Some people get fired, new people are brought in, and the new head programmer switches to agile. He asks the young programmers "should we refactor?" and they give a frightened, confused, "yes?" Apparently his predecessor more or less wielded the requirements document like a metaphorical (not physical) club "make the code do what it says here and the system will work," and everyone was abused and traumatized.
So they switch to agile. Agile, to me, is defined by small bites and humility. Small teams work only on one small piece of the project for small periods of time - two weeks is long. Then everybody gets back together and reviews what was done and whether to accept it into the project. The coolest thing about this process is, in that environment, when everyone is in the room looking at proposed code and asking questions, it is most often the author of the code who ultimately decides to reject that code in its current form during its review, and often for a very small thing that they know can be better. That is one place where humility comes in.

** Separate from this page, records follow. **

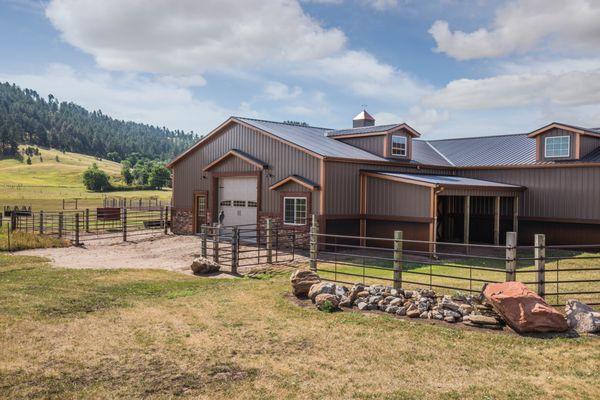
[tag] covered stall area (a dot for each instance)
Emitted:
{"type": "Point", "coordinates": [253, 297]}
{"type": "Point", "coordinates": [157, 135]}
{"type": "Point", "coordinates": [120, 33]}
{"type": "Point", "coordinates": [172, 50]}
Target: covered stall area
{"type": "Point", "coordinates": [452, 208]}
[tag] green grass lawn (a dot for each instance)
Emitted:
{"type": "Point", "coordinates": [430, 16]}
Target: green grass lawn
{"type": "Point", "coordinates": [43, 185]}
{"type": "Point", "coordinates": [158, 335]}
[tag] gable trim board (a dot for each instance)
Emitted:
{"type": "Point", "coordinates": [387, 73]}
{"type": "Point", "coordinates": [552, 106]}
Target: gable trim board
{"type": "Point", "coordinates": [239, 154]}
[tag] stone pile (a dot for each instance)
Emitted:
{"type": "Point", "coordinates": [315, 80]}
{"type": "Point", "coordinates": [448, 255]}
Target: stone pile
{"type": "Point", "coordinates": [420, 303]}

The other place for humility is in the overall approach, and takes a bit to explain, and for that here is a common example of how an agile process works. An agile-based software company comes in to do a project, and the client says "here are our 100 requirements." the agile folk say "What are the most important three?" The client says "There are 100, and they all must be met." "Yes, we know, just identify the top three." So the client points out the top three, and Agile heads off to code them up. They come back in a week, and review them with the client, find where any tweaks are needed, then ask "what are the next three most important?" "But there are 97 more" is the response, and you can guess how this is going. But the punch line is, after Agile completes about 20 items and asks for the next three, the client says "Don't bother, the system is fine as it is now, you're done."

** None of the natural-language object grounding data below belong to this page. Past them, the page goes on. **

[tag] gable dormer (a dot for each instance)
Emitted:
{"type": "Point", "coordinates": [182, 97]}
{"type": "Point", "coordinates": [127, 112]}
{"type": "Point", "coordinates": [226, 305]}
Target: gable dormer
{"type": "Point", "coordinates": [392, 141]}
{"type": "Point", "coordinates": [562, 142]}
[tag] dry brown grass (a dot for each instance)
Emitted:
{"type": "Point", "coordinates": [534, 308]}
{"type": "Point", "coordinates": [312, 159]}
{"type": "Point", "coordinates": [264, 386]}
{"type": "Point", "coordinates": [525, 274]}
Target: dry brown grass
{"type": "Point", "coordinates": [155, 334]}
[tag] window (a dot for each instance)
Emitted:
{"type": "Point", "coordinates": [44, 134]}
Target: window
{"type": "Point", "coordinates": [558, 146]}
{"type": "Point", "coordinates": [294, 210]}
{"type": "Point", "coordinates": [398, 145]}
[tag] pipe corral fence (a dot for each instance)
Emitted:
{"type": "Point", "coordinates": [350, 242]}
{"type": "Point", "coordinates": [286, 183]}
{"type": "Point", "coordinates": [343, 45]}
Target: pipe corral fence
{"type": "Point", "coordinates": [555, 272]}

So the humility in that story is that the agile-minded assume they do not fully understand the process, and work on a small piece they think they might understand, and the process knowledge gained from coding each small piece builds up and informs the design and coding of the future pieces. Another aspect of the humility is the willingness to refactor, literally throwing away the code to that point and starting over, when they see it is not going to work.

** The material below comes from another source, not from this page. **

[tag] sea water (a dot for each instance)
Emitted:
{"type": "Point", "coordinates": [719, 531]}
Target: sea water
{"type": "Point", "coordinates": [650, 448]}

On the project I was on, they refactored the overall design three times at the beginning, and after a few weeks they were halfway to the box/conveyor/sensor problem (that was a metaphor for the current audience; it was more complex than that) that had not been solved in the previous three years, and about a month later they were well past that and they have not looked back. Looking at the system they have now, I can see analogies to automated processes, SCADA, history, and the ability to go back automatically detect changes in a spec and regenerate the relevant products.
One interesting sidebar is that, while the most of the world treats waterfall as a once-through process and expects a working system at the end of it, I heard that the person who came up with the waterfall process says it needs to be run two or three times or more to get get final system right. So in one sense, properly run waterfall as lot in common with agile, it is only the sizes of the bites taken that differ.
P.S. I have greatly oversimplified "agile" here, There are scrums and scrum masters and product owners and a lot of other pieces. I expect some would disagree with my characterization, but that is what I saw and it was amazing.